JOB OPENING
ML Ops Engineer
Supporting Country:
Location:
Vacancy ID:
Job Description
Responsibilities
You will:
- Work with engineers, researchers and data scientists to build the next generation of Tractable’s ML & data platform
- Help identify and realise capabilities in our ML & data platform that massively speed up getting research to production across dataset & model management, model training, model serving, labelling, data & ML pipeline orchestration and more
- Support Research and Product Engineers with tools and processes to enable a
seamless data flywheel
- Deploy and continuously develop robust infrastructure, using best practices for
managing infrastructure-as-code
- Solve cost and performance scalability challenges in both model training and model serving
- Run, monitor and maintain business-critical, production systems
- Adopt open-source technologies to best leverage our in-house resources
- Promote engineering best practices throughout the team
- Suggest, collect and synthesise requirements to create an effective feature roadmap
Description
ML foundations team focuses on building tools and services for our internal customer within Tractable, research, product, engineering and Operation specialists.
We have 3 teams that tackle different aspects of this space, ML applications, Data operations and ML Infrastructure. You'll be collaborating with peer teams and enhance, build and maintain the ML infrastructure stack.
We are looking for a Senior [Data|ML Ops] Engineer to build and support systems that enable the core mission of Tractable - to make applied AI possible - by optimising the end-to-end Machine Learning life cycle. The vision of the ML Infrastructure is to enable researchers to spend 80%+ of their time solving tricky ML problems rather than dealing with engineering/infra/ops challenges.

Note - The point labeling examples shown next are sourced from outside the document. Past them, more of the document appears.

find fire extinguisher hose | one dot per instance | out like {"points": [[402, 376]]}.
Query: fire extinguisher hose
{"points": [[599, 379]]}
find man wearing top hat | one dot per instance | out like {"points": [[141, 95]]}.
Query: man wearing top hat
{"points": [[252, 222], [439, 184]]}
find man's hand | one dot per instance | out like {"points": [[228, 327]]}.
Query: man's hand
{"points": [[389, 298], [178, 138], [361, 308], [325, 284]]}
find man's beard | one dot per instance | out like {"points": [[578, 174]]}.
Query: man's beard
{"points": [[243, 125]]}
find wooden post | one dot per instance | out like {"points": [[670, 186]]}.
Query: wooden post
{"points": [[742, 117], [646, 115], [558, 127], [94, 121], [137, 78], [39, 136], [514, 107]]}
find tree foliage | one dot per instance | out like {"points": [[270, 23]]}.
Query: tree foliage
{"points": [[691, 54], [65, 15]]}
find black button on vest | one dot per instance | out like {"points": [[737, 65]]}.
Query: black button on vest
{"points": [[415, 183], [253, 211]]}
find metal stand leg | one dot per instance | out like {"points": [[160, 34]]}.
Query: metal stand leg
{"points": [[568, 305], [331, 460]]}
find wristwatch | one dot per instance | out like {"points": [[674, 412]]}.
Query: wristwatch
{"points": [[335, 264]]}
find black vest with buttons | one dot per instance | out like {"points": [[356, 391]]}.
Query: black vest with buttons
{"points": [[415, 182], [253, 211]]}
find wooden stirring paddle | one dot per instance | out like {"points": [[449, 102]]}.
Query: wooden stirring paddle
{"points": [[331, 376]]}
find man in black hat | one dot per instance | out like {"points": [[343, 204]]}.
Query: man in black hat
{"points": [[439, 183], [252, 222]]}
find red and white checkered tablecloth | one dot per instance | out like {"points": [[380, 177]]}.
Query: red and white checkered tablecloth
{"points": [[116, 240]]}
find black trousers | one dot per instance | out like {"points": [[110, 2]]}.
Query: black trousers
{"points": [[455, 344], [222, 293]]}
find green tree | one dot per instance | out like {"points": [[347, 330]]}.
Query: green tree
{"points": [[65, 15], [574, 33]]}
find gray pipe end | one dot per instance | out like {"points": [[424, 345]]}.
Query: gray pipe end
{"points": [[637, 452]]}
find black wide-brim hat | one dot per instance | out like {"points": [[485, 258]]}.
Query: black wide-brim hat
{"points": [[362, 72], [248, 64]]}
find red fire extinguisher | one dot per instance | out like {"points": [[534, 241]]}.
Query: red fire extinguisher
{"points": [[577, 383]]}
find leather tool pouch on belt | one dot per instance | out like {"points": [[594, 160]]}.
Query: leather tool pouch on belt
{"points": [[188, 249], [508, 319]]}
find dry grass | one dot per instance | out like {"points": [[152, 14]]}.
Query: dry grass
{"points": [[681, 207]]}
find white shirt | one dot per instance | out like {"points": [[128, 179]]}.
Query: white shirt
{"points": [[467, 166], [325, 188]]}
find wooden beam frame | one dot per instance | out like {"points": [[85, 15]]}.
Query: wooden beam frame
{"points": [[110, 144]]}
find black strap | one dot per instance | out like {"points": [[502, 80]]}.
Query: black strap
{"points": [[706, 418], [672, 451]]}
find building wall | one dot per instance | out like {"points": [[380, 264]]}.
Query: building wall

You will help mature our ML and data platform to a world-class state. You will influence the scope and technical direction as well as champion best practices within the team. You have a relentless focus on user experience (researchers, data scientists and product engineers.
and you care deeply about what your team is building to make sure it will have the biggest impact on your users. You will be a strong mentor, nurturing an encouraging and supportive environment to enable the team to do their best work.
Education and Experience
Skills and Behaviours
- Main Infrastructure: AWS (EC2, S3, MSK, Lambda, StepFunctions, Glue, IAM,
Cognito, Systems Manager, CloudWatch, SQS, Route 53, Sagemaker), Apache Kafka (AWS MSK), Kubernetes, Datadog (Metrics, Logs, Synthetics), Pagerduty, Loki, Elastic Search
- Main CI/CD: Terraform, Docker, Harness
- Main Databases: Postgres / RDS, Redis, DynamoDB
- Main Languages: Python, Node + Typescript, SQL (Postgres)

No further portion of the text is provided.